Abstract:
The invention relates to a joining device for the joining, in particular the welding, of two parts one to the other, having a joining head comprising a lift device for linear transport of a joining unit along a lift axis relative to the joining head, said joining device executing a joining operation by transporting the joining unit out of a lift position towards a base position, and said joining unit comprising a boom extending outside of the joining head, at the free end of which the joining operation takes place offset parallel to the lift axis, wherein the joining unit is so oriented relative to the joining head that the joining unit is run out relative to the joining head in the lift position.

Description:
CROSS-REFERENCE TO RELATED APPLICATIONS  
       [0001]     This application is a continuation of International Application Serial No. PCT/EP2004/007472, filed on Jul. 8, 2004, which claims priority to German Application Serial No. DE 10333415.7, filed on Jul. 17, 2003, both of which are incorporated by reference herein. 
     
    
     BACKGROUND AND SUMMARY  
       [0002]     The present invention relates to a joining device for the joining, in particular the welding, of two parts one to the other, having a joining head comprising a lifting device for linear transport of a joining unit along a lift axis relative to the joining head, said joining device performing a joining operation by transporting the joining unit out of a lift position towards a base position, and the joining unit comprising a boom extending outside of the joining head, at the free end of which the joining operation takes place offset parallel to the lift axis. The invention relates further to a process for the joining, in particular the welding, of two parts one to the other, comprising the following steps: transport of a joining unit relative to a joining head into a lift position by means of a lifting device in order to join the parts one to the other towards a base position of the joining unit, and transport of the joining unit into the base position.  
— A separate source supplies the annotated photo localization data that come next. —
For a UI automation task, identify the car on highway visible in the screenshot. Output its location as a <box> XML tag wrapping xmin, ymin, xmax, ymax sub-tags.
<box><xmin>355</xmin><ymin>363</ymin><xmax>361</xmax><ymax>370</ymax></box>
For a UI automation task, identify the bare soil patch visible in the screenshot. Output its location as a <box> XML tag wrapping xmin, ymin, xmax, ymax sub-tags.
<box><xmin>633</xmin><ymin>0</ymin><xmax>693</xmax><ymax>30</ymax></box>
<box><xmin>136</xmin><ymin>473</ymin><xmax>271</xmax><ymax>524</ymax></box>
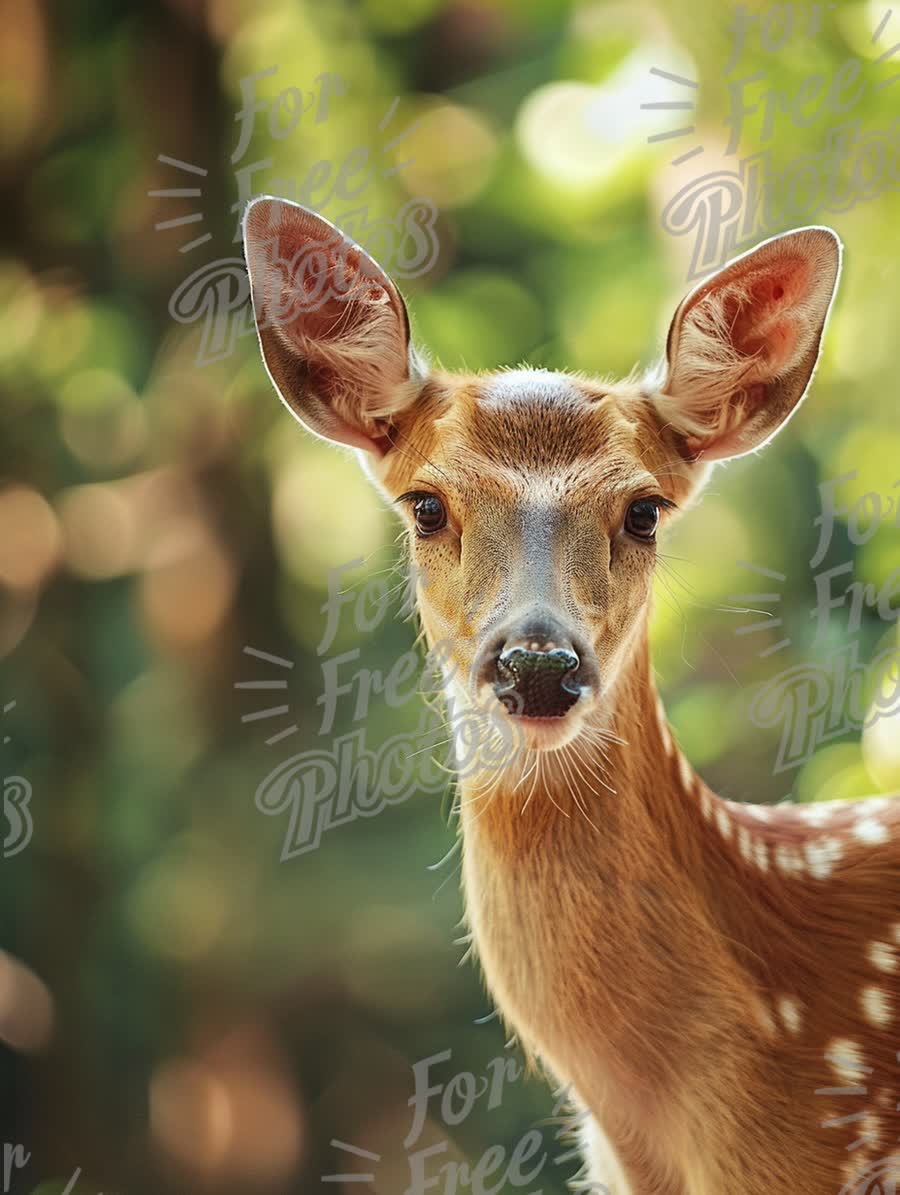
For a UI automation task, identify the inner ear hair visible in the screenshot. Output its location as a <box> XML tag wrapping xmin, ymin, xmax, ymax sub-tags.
<box><xmin>655</xmin><ymin>226</ymin><xmax>842</xmax><ymax>463</ymax></box>
<box><xmin>243</xmin><ymin>195</ymin><xmax>430</xmax><ymax>457</ymax></box>
<box><xmin>663</xmin><ymin>275</ymin><xmax>768</xmax><ymax>426</ymax></box>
         [0003]     Such a joining device and such a joining process are disclosed in EP 0,367,414 B1. By joining, in the production engineering sense, is meant a process of positive geometrical, dynamic or material connection of two or more parts, or of parts to an amorphous material, by juxtaposition (e.g. insertion, encasement), pressing on or into (e.g. screwing, wedging, shrinking), material connection (e.g. welding, soldering, bonding), molding (e.g. fusing, casting), transforming (e.g. rolling) or filling (e.g. impregnating an electrical winding).  
         [0004]     In short-time electric arc welding, an element is welded onto a part. Thus, an electric arc is set up between the element and the part, incipiently fusing the frontal surfaces. Then the element and the part are moved towards each other so that the melts mingle. The arc is short-circuited and the whole melt solidifies. It is possible to draw the electric arc (lift ignition). Here, the element is first placed on the part (base position). Then a pilot current is switched on, and the element is lifted relative to the part up to a desired level (lift position), thus drawing an arc. Only then, the welding current is switched on and the element is replaced on the part, whereupon the melts mingle. Then the welding current is switched off, so that the entire melt solidifies.  
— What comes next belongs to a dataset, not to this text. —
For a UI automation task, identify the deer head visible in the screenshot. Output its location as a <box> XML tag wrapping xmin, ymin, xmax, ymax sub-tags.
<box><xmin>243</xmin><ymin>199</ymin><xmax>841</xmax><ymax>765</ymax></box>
         [0005]     To obtain uniformly good welding results, it is important, among other things, to find the relative position between element and part, in particular to lift the element to the correct level before the welding current is switched on. For this purpose, as a rule each welding operation is preceded by a measurement of the relative position, particularly in the form of a zero position determination. This is especially important in the case of robot-based systems. True, present-day robots are generally able to position with comparative precision. High precision, however, especially owing to the large masses in motion, is not available with very high dynamics. Ordinarily, the robots have a scope of motion in three coordinates. In the simplest case, a robot is an automatically driven linear guide (carriage) on which a welding head is mounted. As a rule, such a carriage is attached to the arm of a multi-axial (bent arm) robot.  
         [0006]     In the automotive industry, bolt welding systems are employed. There they serve primarily to weld elements such as threaded or unthreaded bolts, eyes, nuts, etc. onto the body sheet-metal. These elements then serve as holding anchors for attachment, for example, of interior trim, cable trees or the like. In the automotive industry, speed of production is an essential consideration. Within a few minutes, hundreds of elements are to be welded on in various positions automatically by means of robots. The robots must consequently move with high dynamics.  
         [0007]     Thus, it is known that a welding head base bearing a carriage may be attached to the arm of a robot. The carriage is high-dynamically movable, commonly by means of a pneumatic or hydraulic system. On the carriage, the welding head proper is mounted, in turn possessing a lifting device to move the element with high precision. To determine the relative position between the element and the part, it is known that a so-called support foot may be attached to the welding head (for example, “ Neue TUCKER - Technologie. Bolzenschweissen mit System,”  Emhart Tucker, September 1999).  
         [0008]     The spatial size of a welding head, however, represents a natural spatial barrier within which bolt welding with welding heads is possible. So that bolts can be welded in locations of difficult access as well, there are welding heads known in the prior art that are connected to a welding gun by way of an extension cable. Such a welding head is disclosed in DE G 94 17 371. The welding head of DE G 94 17 371 is much smaller than the welding gun connected to it. This welding head is suitable for applications where not much room is available. A disadvantage of this type of bolt welding is that the welding device must be operated by hand. Both the welding gun and also the welding head connected by way of an extension must be positioned and actuated manually by a worker. This is time-consuming. It is also reflected in high production costs, operating labor being costly as a rule.  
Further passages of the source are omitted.